Example 2: Prediction of Continuous Dependent Variable

This example is based on a re-analysis of the data presented in Example 1: Standard Regression Analysis for the Multiple Regression module, as well as Example 2: Regression Tree for Predicting Poverty for the General Classification and Regression Trees module.

The example is based on the data file Poverty.sta. Open this data file via the File - Open Examples menu; it is in the Datasets folder. The data are based on a comparison of 1960 and 1970 Census figures for a random selection of 30 counties. The names of the counties were entered as case names.

The following information for each variable is contained in the Variable Specifications Editor (accessible by selecting All Variable Specs from the Data menu).

Research Question
The purpose of the study is to analyze the correlates of poverty, that is, the variables that best predict the percent of families below the poverty line in a county. Thus, you will treat variable 3 (Pt_Poor) as the dependent or criterion variable, and all other variables as the independent or predictor variables.
Setting Up the Analysis
Select Boosted Tree Classifiers and Regression from the Data Mining menu to display the Boosting Trees Startup Panel. Select Regression Analysis as the Type of analysis from the Quick tab, and click OK to display the Boosted Trees Specifications dialog. On the Quick tab, click the Variables button to display the variable selection dialog, select PT_POOR as the dependent variable and all others as the continuous predictor variables, and click the OK button to return to the Specifications dialog.

Next, click on the Advanced tab, and set the Subsample proportion to .66.

The Poverty.sta data file is relatively small (with only 30 cases), so we will increase the subsampling rate for the training of each individual tree to a higher (than default) proportion (see also, the Introductory Overview for details).

Now click OK, and after a few seconds the Results dialog will be displayed.

Reviewing Results
Click the Summary button on the Boosting Trees Results dialog - Quick tab to review the average squared error over the successive boosting steps for the training and the testing samples.

In this case, the program chose a relatively simple solution with only 15 additive terms; that was the solution that yielded the smallest Average Squared Error for the Test data.

Predictor importance
Next click the Bargraph of predictor importance button.
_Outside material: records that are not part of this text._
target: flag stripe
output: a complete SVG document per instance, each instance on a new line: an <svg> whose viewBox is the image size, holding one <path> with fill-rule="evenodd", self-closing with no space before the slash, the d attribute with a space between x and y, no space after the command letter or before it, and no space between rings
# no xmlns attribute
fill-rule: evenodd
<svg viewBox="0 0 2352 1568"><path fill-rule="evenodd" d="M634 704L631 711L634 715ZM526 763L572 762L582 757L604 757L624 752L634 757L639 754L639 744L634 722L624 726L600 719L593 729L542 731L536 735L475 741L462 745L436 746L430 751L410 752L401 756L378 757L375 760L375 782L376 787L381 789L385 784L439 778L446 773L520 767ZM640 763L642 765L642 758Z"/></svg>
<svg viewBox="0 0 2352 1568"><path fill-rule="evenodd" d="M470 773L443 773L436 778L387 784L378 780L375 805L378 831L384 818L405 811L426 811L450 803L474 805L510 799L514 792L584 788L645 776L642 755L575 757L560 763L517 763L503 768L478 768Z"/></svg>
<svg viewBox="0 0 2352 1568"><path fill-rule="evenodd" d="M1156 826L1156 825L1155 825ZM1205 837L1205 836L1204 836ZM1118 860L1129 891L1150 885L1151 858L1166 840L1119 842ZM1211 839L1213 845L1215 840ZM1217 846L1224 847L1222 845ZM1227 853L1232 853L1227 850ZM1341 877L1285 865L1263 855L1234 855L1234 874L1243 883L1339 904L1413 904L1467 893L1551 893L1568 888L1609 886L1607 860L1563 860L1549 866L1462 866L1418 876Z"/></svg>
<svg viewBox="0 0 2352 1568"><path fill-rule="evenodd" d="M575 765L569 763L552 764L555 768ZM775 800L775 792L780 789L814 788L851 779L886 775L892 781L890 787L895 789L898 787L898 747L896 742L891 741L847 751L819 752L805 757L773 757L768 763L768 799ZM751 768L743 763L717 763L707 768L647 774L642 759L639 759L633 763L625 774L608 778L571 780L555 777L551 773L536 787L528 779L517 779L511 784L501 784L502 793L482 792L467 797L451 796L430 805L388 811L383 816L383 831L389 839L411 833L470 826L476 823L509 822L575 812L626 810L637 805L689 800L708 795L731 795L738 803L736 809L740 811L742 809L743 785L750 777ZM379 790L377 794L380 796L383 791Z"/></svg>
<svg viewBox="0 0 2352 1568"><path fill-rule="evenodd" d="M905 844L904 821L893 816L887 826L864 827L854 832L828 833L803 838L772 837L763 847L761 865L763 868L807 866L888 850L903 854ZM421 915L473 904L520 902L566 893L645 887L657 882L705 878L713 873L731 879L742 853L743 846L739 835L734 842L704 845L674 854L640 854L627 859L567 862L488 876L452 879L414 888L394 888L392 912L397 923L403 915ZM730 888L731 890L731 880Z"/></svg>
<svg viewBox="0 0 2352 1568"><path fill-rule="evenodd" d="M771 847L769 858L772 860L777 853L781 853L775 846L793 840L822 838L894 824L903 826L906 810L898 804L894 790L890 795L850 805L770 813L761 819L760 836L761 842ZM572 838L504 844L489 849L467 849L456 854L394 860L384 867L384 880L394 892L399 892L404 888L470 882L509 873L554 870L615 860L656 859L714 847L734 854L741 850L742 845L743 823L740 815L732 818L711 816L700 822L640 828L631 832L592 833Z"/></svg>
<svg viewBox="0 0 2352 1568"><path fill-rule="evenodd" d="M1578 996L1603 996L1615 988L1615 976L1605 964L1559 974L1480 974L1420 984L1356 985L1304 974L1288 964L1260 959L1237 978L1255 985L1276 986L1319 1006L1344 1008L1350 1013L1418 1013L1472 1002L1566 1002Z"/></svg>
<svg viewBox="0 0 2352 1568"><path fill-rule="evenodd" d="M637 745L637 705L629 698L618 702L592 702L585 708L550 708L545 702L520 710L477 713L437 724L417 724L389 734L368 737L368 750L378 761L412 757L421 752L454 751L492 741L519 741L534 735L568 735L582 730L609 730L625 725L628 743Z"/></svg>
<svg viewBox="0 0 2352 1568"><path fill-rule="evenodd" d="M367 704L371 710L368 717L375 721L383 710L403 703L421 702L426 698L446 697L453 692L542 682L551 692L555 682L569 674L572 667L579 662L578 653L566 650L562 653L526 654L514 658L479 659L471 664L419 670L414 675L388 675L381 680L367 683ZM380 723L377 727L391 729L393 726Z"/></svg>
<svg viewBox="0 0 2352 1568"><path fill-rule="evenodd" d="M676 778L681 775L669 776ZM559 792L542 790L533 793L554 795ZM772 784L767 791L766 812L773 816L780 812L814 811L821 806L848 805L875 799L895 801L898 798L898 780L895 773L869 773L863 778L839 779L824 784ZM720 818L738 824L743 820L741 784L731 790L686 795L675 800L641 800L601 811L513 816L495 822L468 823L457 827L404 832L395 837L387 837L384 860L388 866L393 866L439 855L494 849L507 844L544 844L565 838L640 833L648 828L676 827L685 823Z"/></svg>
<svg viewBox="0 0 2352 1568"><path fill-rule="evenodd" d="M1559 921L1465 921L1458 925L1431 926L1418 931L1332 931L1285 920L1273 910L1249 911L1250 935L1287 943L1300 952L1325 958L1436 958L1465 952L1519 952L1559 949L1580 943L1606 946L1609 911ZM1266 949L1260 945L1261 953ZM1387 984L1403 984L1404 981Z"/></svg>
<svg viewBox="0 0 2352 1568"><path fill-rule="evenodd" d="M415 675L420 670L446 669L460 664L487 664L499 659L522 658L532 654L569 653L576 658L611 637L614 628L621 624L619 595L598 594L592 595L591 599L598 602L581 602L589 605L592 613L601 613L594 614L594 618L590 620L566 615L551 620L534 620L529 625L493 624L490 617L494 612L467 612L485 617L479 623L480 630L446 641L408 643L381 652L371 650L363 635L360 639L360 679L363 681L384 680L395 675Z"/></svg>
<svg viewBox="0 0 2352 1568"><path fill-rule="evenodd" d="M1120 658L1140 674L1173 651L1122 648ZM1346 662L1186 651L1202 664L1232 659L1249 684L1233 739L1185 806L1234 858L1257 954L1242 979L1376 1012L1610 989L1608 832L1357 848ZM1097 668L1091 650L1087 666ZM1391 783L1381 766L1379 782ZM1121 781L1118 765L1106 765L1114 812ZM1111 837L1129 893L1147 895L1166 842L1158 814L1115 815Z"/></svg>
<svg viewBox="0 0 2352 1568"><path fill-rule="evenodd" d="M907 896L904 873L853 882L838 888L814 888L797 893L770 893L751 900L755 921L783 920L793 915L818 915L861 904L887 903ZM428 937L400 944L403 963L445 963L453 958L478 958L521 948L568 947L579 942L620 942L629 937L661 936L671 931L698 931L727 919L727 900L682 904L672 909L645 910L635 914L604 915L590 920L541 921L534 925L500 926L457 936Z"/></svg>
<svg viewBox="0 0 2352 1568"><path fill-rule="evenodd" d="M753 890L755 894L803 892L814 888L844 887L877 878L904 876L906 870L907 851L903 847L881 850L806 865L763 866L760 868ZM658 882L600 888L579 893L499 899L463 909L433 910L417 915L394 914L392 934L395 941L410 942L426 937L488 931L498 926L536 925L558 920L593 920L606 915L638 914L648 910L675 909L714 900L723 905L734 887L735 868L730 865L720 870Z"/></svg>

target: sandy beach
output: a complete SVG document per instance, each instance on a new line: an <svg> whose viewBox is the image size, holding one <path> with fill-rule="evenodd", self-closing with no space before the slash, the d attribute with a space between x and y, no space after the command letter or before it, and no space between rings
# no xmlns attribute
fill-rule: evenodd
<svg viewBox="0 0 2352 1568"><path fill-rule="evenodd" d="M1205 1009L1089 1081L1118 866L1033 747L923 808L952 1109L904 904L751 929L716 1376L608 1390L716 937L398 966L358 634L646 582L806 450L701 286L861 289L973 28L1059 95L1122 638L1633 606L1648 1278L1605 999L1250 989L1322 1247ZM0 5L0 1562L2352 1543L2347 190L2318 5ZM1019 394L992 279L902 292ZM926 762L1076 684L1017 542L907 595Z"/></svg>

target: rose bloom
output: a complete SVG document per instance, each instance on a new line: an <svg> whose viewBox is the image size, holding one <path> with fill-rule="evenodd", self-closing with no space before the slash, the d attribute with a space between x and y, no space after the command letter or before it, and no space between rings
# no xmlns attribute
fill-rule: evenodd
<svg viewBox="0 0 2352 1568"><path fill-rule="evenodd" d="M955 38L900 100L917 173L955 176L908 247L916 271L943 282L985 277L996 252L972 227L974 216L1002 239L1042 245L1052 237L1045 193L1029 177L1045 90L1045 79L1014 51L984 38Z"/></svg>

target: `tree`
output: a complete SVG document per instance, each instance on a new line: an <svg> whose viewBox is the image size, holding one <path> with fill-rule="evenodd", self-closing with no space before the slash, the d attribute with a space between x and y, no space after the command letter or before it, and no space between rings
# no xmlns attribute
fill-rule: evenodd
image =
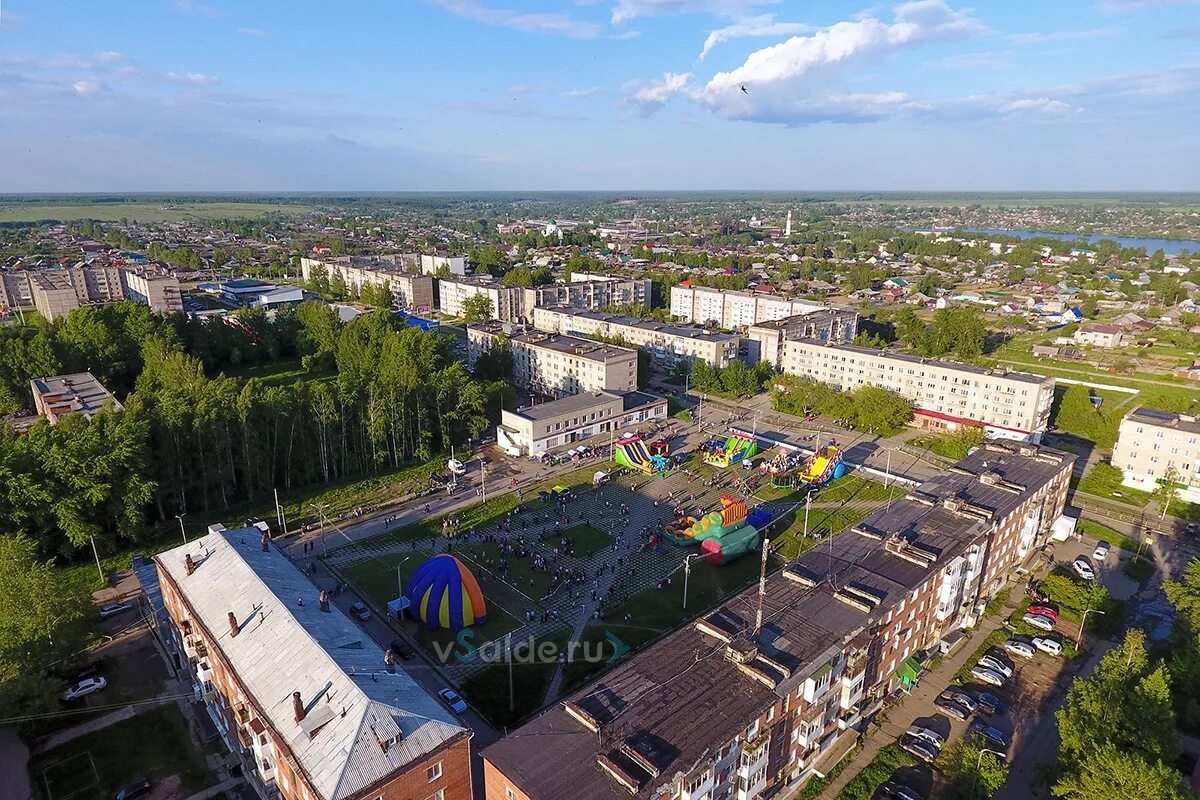
<svg viewBox="0 0 1200 800"><path fill-rule="evenodd" d="M496 313L492 298L486 294L473 294L463 300L463 320L470 325L474 322L484 322L493 319Z"/></svg>
<svg viewBox="0 0 1200 800"><path fill-rule="evenodd" d="M900 395L878 386L860 386L853 392L855 430L890 436L904 429L912 419L913 404Z"/></svg>
<svg viewBox="0 0 1200 800"><path fill-rule="evenodd" d="M956 794L970 800L987 800L1008 780L1008 762L967 739L946 745L938 763Z"/></svg>
<svg viewBox="0 0 1200 800"><path fill-rule="evenodd" d="M1154 488L1154 501L1158 503L1158 518L1165 519L1170 512L1171 503L1174 502L1176 492L1179 489L1179 470L1175 467L1167 467L1163 473L1162 480L1158 486Z"/></svg>
<svg viewBox="0 0 1200 800"><path fill-rule="evenodd" d="M475 359L475 378L481 381L512 380L513 354L506 344L497 344Z"/></svg>
<svg viewBox="0 0 1200 800"><path fill-rule="evenodd" d="M500 282L505 286L533 286L533 273L529 267L513 267L504 273Z"/></svg>
<svg viewBox="0 0 1200 800"><path fill-rule="evenodd" d="M1163 581L1163 591L1175 607L1171 631L1171 674L1175 686L1175 709L1181 726L1200 729L1200 696L1185 687L1200 686L1200 558L1193 558L1182 580Z"/></svg>
<svg viewBox="0 0 1200 800"><path fill-rule="evenodd" d="M1183 776L1161 761L1101 744L1088 752L1079 769L1066 774L1052 791L1068 800L1192 800Z"/></svg>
The predictor importance is computed as the relative (scaled) average value of the predictor statistic over all trees and nodes; hence, these values reflect on the strength of the relationship between the predictors and the dependent variable of interest, over the successive boosting steps. As in the analyses performed via the General Classification and Regression Trees module (see Example 2: Regression Tree for Predicting Poverty), variables PT_Phone and N_EMPLD emerge as the most important predictors.

Plots of predicted and observed values
Next, select the Prediction tab; here you can select to review various plots of the predicted and residual values to examine how well the current model predicts the dependent variable of interest. In this particular case, the results show that the (few) cases in the testing sample are reasonably well predicted, however, because of the small overall sample size and the differences in the random samples that are created when you follow along with this example, your final solution may look slightly different that was has been reported here.
Final trees
You can also review the final sequence of (boosted) trees either graphically or in a sequence of results spreadsheets (one for each tree). However, this may not be a useful way to examine the "meaning" of the final model when the final solution involves a large number of additive terms (simple trees); in this case, the final solution only involves 11 binary trees (each with a simple split). So in this case, it may be useful to review the individual trees in the boosting sequence (in this particular instance, and as expected based on the Barplot of predictor importance, most trees in the boosting sequence describe a simple binary split on variables Pop_Chng, PT_Phone, and N_Empld).
Deploying the Model for Prediction
Finally, you can deploy the model (e.g., in a predictive data mining project) via the Code generator on the Results dialog - Report tab. In particular, you may want to save the PMML deployment code for the created model, and then use that code via the Rapid Deployment Engine module to predict new cases (score a data file with new observations).